We’d actually talked. Like, for real talked.
Not just “so... biology?” or awkward laughs. We talked about painting, music, life, weird childhood fears (turns out Kai used to think mannequins came alive at night), and even dreams. I told him I wanted to make something beautiful with my life — even if I didn’t know what that was yet. He looked at me like I’d just handed him the last piece of a puzzle. And I swear — swear — there was a moment. A real one.

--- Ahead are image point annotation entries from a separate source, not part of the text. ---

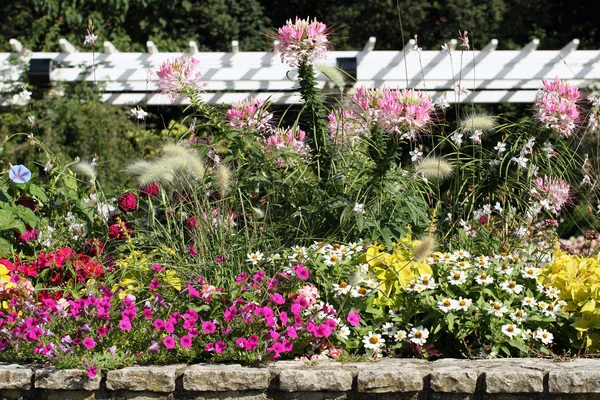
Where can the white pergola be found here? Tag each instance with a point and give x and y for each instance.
(491, 76)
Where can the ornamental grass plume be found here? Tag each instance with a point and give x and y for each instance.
(176, 164)
(251, 115)
(435, 168)
(333, 73)
(223, 179)
(556, 105)
(179, 77)
(86, 169)
(424, 248)
(302, 41)
(553, 194)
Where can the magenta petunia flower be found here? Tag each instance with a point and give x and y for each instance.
(169, 342)
(220, 347)
(89, 343)
(208, 327)
(353, 318)
(185, 342)
(125, 325)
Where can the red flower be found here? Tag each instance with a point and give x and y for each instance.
(27, 202)
(128, 202)
(119, 230)
(93, 247)
(150, 190)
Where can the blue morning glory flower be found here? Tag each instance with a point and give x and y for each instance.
(19, 174)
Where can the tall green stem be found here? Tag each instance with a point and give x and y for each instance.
(314, 117)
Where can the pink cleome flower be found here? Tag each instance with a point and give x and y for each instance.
(290, 141)
(177, 77)
(302, 41)
(556, 105)
(250, 115)
(402, 112)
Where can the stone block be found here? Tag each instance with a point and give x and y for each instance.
(574, 380)
(454, 380)
(65, 379)
(223, 378)
(151, 379)
(514, 380)
(315, 380)
(386, 380)
(15, 377)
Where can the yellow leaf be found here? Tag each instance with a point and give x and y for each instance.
(590, 306)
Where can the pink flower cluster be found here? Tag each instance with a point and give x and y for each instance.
(556, 105)
(405, 113)
(302, 41)
(286, 142)
(250, 116)
(553, 194)
(179, 76)
(271, 316)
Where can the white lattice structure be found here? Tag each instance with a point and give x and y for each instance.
(491, 76)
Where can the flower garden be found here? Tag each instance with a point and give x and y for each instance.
(376, 225)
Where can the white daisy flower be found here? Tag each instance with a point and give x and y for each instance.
(254, 258)
(373, 341)
(418, 335)
(512, 287)
(457, 277)
(510, 330)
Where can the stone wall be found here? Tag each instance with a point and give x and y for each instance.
(506, 379)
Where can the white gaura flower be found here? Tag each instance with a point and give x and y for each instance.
(500, 147)
(359, 208)
(254, 258)
(511, 287)
(484, 279)
(341, 288)
(447, 305)
(529, 302)
(457, 277)
(510, 330)
(544, 336)
(344, 332)
(400, 336)
(518, 316)
(530, 272)
(389, 329)
(504, 269)
(463, 304)
(418, 335)
(373, 341)
(497, 308)
(457, 138)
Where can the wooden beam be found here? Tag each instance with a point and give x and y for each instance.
(110, 48)
(66, 47)
(491, 46)
(16, 46)
(370, 45)
(531, 46)
(152, 49)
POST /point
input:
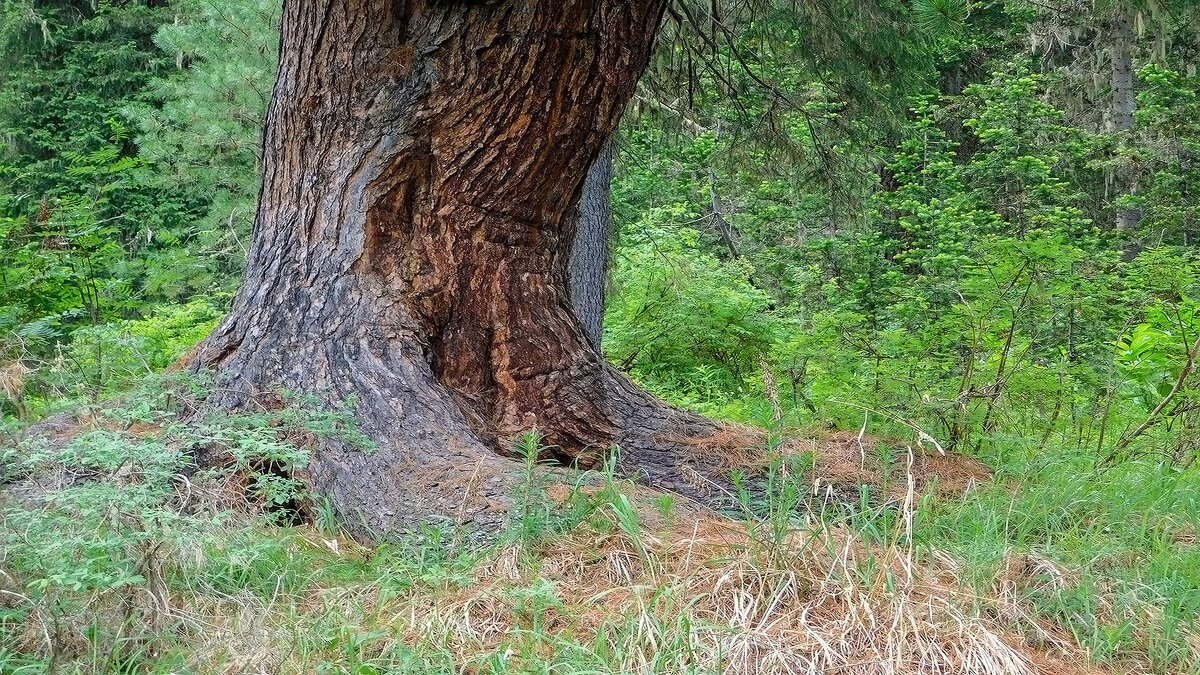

But of course, I didn’t sleep all night because of it. My brain wouldn’t shut up. It kept replaying everything — his voice, his laugh, the way he leaned closer when he was interested, the way he didn’t flinch when I went off on a dramatic rant about acrylic paint drying too fast.
I was a mess.
In the car, Elijah and Jeremiah argued about some football match, while I sat between them like a peace offering no one asked for. My eyes were half-closed, but my heart was lowkey racing. I couldn’t decide what I was more anxious about — facing Kai after such an intense conversation, or facing Rivy, who would absolutely pry the details out of me like a seasoned detective.
Spoiler alert: it was both.
By the time I stepped into school, I was semi-functioning. I saw Rivy and Michael laughing under the big tree near the parking lot. She looked up, saw me, and waved with her whole soul. The kind of wave that meant, “I’m going to ask about EVERYTHING.”
I sighed.
“Niaaaaa!” she sang as she jogged over, Michael following behind her like a loyal puppy. “How was your night? Dream of anyone with pretty eyes and soft hair?”
“Rivy.”
“Yes?”
“Behave.”
She grinned. “Never.”
During break, we all sat together — Rivy, Michael, Kai, his friends Asher, Damon, Zuri and Natasha and another guy I hadn’t really talked to before named Malik.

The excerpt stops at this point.